The graph that shows "the change in the verb's entropy conditional on literally" is here:
(Michael's graph labelled the x-axis as "p(noun)", which I'm pretty sure was a typo or something left over from another plot… apologies if I've misunderstood something.)
In a comment on Sunday's post, Dominik Lukeš linked to a post at Metaphor Hacker where he reports some other relevant corpus data about literally, "suggest[ing] that 'literally' is often associated with scalar concepts and therefore [functions] as both a potential trigger and disambiguator of hyperbole". Specifically, he notes that the top ten nouns immediately following literally (in COCA) are almost all quantificational:
- HUNDREDS 152
- THOUSANDS 118
- MILLIONS 55
- DOZENS 35
- BILLIONS 17
- HOURS 14
- SCORES 14
- MEANS 11
- TONS 11
And the top ten preceding adverbs also mostly suggest scalarity:
- QUITE 552
- ALMOST 117
- BOTH 91
- JUST 67
- TOO 50
- SO 38
- MORE 37
- VERY 31
- SOMETIMES 30
- NOW 26
Update — I asked Michael for the recipe that he used to create the plots. He responded:
hopefully this is better than a recipe… the actual spreadsheets i used to do the analyses. there is a lot of redundancy in them because this really was a breakfast expt, and os they are a hack / re-use of some tables that i made for adjectives and nouns. i've done a quick bit of coloring to help you make sense of them. the blue columns are the raw data, and the red columns are the ones that generate the graphs.

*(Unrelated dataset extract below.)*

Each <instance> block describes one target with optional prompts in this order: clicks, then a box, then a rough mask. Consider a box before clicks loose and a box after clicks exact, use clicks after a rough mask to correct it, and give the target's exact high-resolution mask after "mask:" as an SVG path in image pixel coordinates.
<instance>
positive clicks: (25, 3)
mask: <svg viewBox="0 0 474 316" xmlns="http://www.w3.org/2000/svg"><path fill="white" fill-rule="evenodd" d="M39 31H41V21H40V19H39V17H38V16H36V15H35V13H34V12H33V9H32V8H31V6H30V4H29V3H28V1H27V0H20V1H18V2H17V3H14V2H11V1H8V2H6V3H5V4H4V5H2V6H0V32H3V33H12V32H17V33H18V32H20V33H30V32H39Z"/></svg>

Update #2 — I think that Steve Kass is on to something about where the patterns come from, although I think the patterns themselves retain considerable interest. In order to check out his idea, I generated and plotted some fake data using this R script. The basic idea is to take a random sample of NTOKENS tokens from NTYPES types, assuming a 1/F probability distribution, and then to modify some of these randomly, by assuming an independent 1/F distribution of conditional probability of modification. We can then plot the log empirical frequency of types against the empirical probability of modification: the overall pattern shows a (noisy and quantized) version of the underlying distribution, and if we plot only the most-often-modified end of the list, we see the overall shape pretty well:
If show log frequency against empirical modification probability for counts derived from a second, independent probability-of-modification distribution, we see the same pattern overall, but the top of the list (being less fully determined by the things that determine the y-axis data) tends to sample the flatter part of the distribution:
It's possible that simulations more accurately reflecting the background facts of the COCA corpus would reproduce Michael's findings more exactly. But it's also possible that the patterns he saw deviate from these expectations — and in any case, his ruminations might apply even if the observed patterns are statistically necessary rather than linguistically contingent.